I've recently switched to nf-core pipelines (easier to use on my offline workstation). The latest data I was asked to analyze is a bulk RNA-seq, obtained by using QIAseq UPXome RNA Library Kits on a NextSeq sequencer.
I've used the rnaseq
nf-core pipeline for the analyses. I've got what I think is a lower number of counts than expected.
From raw reads between 10 and 15 millions, I obtained between 2 and 6 millions protein coding counts.
So I decided to check seriously the multiQC files.
The SortMeRNA
steps show that the ribodepletion didn't work as intended. I've around 15% or rRNA reads (up to 30%).
But I failed to assess two results:
1- RSeqC read distribution. For me there is too much intronic reads. UPXome kit is a 3' RNA-seq prep library kits. If I'm correct, we should have more than 50% of Exons (CDS+UTRs). I do not know if it's an issue. Does Salmon take into account the intronic reads in the counting ?
2- Dupradar plots. All the plots I obtained are quite the same. After reading the reference paper, it seems these plots indicated that the libraries (obtained from samples with low quantities) have low complexities. I'm not sure if I'm correct.
But that could be an issue. One proposed way to correct the low numbers of reads is to rerun the libraries to increase the numbers. But if the complexities of the libraries are too low, I'm afraid that the results will not be reliable.
This is a low-input (100 -500 pg RNA) RNAseq prep kit.
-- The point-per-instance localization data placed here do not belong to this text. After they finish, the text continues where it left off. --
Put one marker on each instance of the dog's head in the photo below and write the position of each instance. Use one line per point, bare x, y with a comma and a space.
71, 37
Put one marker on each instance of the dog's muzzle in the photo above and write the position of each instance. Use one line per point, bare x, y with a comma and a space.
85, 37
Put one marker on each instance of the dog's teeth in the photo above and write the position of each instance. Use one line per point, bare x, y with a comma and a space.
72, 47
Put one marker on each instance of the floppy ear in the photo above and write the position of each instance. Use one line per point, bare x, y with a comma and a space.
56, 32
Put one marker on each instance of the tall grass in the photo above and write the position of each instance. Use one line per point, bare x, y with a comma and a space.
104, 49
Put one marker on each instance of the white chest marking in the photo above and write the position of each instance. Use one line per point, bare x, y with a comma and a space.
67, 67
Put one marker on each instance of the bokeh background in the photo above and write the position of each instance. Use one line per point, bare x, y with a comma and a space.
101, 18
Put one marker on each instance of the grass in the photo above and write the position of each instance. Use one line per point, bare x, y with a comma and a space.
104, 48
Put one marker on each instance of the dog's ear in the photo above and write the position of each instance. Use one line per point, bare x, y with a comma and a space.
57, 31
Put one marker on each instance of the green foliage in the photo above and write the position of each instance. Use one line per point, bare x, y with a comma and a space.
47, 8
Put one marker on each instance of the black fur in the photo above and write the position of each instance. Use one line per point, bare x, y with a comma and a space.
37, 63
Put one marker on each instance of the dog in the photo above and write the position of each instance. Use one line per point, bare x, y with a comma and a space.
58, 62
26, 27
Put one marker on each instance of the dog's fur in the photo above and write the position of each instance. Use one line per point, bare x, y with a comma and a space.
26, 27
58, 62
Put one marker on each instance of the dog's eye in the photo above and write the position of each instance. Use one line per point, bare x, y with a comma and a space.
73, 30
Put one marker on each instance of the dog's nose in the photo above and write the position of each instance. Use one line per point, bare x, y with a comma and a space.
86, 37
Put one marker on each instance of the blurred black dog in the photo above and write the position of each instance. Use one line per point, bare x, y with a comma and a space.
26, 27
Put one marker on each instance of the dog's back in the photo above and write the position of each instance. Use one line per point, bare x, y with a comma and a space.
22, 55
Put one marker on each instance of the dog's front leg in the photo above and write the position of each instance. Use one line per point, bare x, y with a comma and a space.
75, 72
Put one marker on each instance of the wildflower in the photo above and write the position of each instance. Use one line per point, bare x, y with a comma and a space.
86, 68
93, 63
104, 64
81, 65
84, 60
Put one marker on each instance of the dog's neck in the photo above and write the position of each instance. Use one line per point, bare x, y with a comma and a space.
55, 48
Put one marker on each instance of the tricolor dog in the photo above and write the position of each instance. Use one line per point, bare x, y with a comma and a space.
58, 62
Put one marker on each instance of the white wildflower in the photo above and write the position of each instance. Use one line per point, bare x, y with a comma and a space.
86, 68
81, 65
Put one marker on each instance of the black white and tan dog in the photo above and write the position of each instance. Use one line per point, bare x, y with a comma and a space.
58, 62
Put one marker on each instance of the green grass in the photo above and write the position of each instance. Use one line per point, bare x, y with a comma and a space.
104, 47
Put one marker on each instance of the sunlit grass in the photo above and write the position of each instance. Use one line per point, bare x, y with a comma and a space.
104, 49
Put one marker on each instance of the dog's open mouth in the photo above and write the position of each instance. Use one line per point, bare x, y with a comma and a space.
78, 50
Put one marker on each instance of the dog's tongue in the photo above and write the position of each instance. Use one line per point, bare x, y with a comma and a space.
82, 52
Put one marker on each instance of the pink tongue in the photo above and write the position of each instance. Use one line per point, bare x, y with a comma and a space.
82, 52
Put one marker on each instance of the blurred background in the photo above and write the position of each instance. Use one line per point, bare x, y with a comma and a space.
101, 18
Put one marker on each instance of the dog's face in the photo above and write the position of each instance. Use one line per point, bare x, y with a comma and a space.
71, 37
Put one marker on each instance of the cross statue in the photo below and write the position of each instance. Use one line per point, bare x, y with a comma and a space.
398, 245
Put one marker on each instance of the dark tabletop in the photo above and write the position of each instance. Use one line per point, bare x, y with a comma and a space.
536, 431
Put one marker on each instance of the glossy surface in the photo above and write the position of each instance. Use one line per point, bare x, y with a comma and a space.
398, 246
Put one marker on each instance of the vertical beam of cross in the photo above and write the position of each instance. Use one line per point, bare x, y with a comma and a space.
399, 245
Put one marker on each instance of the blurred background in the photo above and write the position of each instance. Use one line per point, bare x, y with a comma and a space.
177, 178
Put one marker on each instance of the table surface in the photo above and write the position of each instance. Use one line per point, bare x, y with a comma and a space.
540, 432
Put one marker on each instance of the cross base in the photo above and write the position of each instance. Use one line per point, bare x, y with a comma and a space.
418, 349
Have you checked the alignments using IGV? Do you see pileup of reads in intronic areas or are the alignments uniform across the genome. Since more or less all samples are showing this characteristic it is possible that you may have some DNA contamination in your libraries, which would show alignments spread across genome. It is possible that the libraries themselves are not of good quality.
Thank you for your insights.
I've checked alignments with IGV. Here is an example. Reads are mapped outside the exons positions but within gene positions. I do not see lot of reads spread across the genome (I do not see a lot of reads at all but that another issue between me - the data analyst - and my colleagues at the lab).
I would say "no DNA contamination" but lot of unmature RNA.